Cela uniquement ne suffira pas à rétablir le pétrole à des niveaux de $70-90 que les grands acteurs de l’industrie pétrolière et leurs banques de Wall Street trouveraient confortables.  La surabondance sortant du Moyen-Orient à partir de l’Arabie saoudite et de ses alliés arabes du Golfe doit être considérablement réduite.  Pourtant, les Saoudiens ne montrent aucun signe pour le faire.  Ceci est ce qui me dérange à propos de l’image entière.

Y a-t-il quelque chose de très laid qui se brasse dans le Golfe Persique qui va considérablement pousser les prix du pétrole à la hausse plus tard cette année ? Une véritable guerre entre les Chiites et les états pétroliers de l’Arabie Saoudite Wahhabites se prépare-t-elle ?  Jusqu’à présent, il s’agit d’une guerre par procuration en Syrie principalement.  Depuis l’exécution de l’imam Chiite et l’attaque iranienne contre l’ambassade d’Arabie Saoudite à Téhéran, conduisant à une rupture des relations diplomatiques par l’Arabie Saoudite et d’autres états arabes Sunnites du Golfe, la confrontation est devenue beaucoup plus directe.  Le Dr Hossein Askari, ancien conseiller du Ministère des Finances de l’Arabie Saoudite, a déclaré : « S’il y a une guerre entre l’Iran et l’Arabie Saoudite, les prix du pétrole pourraient passer au-dessus de $250 en une seule nuit, puis, décliner au niveau de $100.  S’ils attaquent les installations mutuelles de chargements, alors, nous pourrions voir les prix du pétrole grimper à plus de $500 et y rester pendant un certain temps en fonction de l’ampleur des dégâts. »
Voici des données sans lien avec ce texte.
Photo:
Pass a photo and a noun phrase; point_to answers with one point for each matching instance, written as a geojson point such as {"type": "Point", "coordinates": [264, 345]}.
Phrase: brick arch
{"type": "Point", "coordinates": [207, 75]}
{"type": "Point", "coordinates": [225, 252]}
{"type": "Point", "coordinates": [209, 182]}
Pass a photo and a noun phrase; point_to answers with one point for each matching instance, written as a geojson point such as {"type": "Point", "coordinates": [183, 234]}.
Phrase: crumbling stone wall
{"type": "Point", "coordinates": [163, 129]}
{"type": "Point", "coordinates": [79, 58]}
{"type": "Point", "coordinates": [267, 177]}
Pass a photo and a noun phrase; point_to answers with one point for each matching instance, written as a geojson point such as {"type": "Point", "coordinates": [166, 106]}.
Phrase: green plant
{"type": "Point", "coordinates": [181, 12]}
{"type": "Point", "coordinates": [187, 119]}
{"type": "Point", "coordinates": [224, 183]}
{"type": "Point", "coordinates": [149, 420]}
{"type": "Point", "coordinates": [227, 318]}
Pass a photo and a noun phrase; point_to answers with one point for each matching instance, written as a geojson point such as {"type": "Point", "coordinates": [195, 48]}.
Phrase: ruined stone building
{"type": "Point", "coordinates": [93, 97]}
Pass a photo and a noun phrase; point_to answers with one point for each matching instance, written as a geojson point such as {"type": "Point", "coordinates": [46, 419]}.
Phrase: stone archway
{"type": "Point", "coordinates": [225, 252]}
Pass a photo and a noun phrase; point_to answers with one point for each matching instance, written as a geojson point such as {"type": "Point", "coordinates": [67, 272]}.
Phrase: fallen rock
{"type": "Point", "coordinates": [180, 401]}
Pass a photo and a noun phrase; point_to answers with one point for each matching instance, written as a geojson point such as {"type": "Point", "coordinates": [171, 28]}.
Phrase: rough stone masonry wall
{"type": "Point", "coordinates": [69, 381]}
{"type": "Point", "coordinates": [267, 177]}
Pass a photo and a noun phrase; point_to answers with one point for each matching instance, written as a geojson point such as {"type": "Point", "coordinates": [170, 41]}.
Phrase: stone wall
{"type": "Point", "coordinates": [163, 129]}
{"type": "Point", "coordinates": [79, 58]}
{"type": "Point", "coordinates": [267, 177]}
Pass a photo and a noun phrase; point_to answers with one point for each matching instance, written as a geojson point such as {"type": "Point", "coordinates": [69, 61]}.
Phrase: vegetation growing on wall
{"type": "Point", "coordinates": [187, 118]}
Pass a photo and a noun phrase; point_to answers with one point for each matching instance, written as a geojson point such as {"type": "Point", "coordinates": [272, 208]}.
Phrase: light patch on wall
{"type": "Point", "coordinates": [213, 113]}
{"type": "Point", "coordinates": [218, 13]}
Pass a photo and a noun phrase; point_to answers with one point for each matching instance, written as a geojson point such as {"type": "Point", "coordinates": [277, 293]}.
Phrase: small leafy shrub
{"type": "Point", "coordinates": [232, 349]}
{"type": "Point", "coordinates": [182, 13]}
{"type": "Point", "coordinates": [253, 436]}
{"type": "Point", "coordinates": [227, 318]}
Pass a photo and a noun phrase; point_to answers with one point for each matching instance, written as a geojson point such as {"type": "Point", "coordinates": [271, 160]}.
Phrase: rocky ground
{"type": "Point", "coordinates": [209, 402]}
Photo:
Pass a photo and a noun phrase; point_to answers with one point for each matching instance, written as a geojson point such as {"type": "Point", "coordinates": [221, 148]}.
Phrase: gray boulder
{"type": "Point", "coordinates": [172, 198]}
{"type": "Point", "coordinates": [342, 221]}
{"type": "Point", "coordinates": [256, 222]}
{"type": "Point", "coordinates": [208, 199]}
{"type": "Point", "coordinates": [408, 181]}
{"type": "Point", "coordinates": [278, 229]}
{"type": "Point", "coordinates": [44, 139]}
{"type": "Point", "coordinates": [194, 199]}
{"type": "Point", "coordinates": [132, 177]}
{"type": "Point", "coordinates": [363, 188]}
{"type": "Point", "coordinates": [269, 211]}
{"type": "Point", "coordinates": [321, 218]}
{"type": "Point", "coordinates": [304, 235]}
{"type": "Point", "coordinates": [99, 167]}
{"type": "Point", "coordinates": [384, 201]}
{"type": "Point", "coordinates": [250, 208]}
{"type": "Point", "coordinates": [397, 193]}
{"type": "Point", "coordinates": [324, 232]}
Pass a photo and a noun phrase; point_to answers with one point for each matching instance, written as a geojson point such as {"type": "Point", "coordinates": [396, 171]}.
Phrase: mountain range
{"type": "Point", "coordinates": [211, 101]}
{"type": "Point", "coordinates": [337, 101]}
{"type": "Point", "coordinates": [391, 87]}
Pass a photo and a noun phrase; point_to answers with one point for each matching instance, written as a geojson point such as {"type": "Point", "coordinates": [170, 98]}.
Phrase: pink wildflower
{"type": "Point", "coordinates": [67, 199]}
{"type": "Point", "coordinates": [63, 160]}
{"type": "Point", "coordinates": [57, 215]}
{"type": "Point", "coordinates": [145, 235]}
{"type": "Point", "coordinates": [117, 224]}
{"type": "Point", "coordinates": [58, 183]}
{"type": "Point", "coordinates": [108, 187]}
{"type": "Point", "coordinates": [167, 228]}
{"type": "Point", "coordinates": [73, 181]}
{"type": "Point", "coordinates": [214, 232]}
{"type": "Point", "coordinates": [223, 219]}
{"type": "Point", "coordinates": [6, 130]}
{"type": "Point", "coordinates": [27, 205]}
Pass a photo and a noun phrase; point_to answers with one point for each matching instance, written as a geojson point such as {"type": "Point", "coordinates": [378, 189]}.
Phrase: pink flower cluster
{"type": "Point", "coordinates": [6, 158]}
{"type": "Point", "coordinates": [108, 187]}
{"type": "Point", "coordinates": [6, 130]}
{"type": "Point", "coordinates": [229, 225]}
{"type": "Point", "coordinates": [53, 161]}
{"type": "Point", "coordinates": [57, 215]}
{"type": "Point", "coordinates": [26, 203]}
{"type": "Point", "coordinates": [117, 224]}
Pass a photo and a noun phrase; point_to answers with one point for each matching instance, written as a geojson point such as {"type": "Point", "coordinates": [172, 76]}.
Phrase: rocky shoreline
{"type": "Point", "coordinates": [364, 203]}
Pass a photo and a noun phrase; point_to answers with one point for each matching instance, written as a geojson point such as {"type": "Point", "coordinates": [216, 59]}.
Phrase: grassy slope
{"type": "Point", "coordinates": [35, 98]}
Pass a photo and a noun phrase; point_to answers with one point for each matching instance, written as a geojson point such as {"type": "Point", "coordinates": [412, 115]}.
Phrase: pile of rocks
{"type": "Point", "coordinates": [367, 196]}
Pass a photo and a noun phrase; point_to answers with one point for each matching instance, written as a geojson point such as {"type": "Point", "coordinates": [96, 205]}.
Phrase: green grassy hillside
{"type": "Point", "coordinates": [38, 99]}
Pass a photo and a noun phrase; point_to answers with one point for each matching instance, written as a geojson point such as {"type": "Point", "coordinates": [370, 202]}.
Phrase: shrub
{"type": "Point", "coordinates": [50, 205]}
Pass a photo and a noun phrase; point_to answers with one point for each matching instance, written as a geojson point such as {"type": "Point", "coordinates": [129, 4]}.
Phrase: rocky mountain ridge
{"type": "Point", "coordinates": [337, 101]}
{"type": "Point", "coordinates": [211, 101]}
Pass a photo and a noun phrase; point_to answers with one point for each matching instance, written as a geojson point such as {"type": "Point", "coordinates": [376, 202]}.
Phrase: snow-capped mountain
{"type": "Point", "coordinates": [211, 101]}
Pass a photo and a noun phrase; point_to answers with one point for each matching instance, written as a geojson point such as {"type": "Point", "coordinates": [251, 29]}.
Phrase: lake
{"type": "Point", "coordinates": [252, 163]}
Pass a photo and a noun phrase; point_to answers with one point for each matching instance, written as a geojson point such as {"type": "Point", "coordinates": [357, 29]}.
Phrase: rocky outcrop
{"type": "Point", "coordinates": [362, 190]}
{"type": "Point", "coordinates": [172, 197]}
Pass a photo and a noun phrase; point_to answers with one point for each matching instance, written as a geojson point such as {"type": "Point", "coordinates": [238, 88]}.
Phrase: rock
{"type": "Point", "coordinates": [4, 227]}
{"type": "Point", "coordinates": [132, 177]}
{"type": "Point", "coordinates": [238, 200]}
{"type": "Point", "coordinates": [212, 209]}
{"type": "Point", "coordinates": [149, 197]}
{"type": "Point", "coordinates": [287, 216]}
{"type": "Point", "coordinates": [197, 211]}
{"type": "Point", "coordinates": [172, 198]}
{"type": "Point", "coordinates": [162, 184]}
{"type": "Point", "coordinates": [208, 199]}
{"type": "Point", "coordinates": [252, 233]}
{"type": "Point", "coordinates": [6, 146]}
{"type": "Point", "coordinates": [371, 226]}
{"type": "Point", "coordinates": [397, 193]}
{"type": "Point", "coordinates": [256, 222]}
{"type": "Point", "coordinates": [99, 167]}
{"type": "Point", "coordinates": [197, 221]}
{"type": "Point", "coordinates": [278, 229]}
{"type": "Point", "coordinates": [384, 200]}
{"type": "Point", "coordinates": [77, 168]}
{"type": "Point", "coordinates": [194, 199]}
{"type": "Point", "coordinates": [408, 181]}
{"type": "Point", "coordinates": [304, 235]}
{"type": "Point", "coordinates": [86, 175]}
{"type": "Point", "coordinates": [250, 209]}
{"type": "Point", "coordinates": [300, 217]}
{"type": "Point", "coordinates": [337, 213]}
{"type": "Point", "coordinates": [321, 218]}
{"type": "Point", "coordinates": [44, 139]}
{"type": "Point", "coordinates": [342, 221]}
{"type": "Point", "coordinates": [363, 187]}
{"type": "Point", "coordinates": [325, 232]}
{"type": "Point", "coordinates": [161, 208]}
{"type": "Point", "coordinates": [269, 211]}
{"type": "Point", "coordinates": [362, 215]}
Tout me dit que le monde est prêt pour un autre grand choc pétrolier.  Il semble que ce soit presque toujours à propos du pétrole.  Comme l’aurait dit Henry Kissinger lors d’un autre grand choc pétrolier au milieu des années 1970, lorsque l’Europe et les États-Unis faisaient face à un embargo pétrolier de l’OPEP et à de longues lignes d’attente aux stations services, « Si vous contrôlez le pétrole, vous contrôlez des nations entières. »  Cette obsession du contrôle détruit rapidement notre civilisation.  Il est temps de se concentrer sur la paix et le développement, et non sur la compétition pour devenir les plus grands magnats du pétrole sur la planète.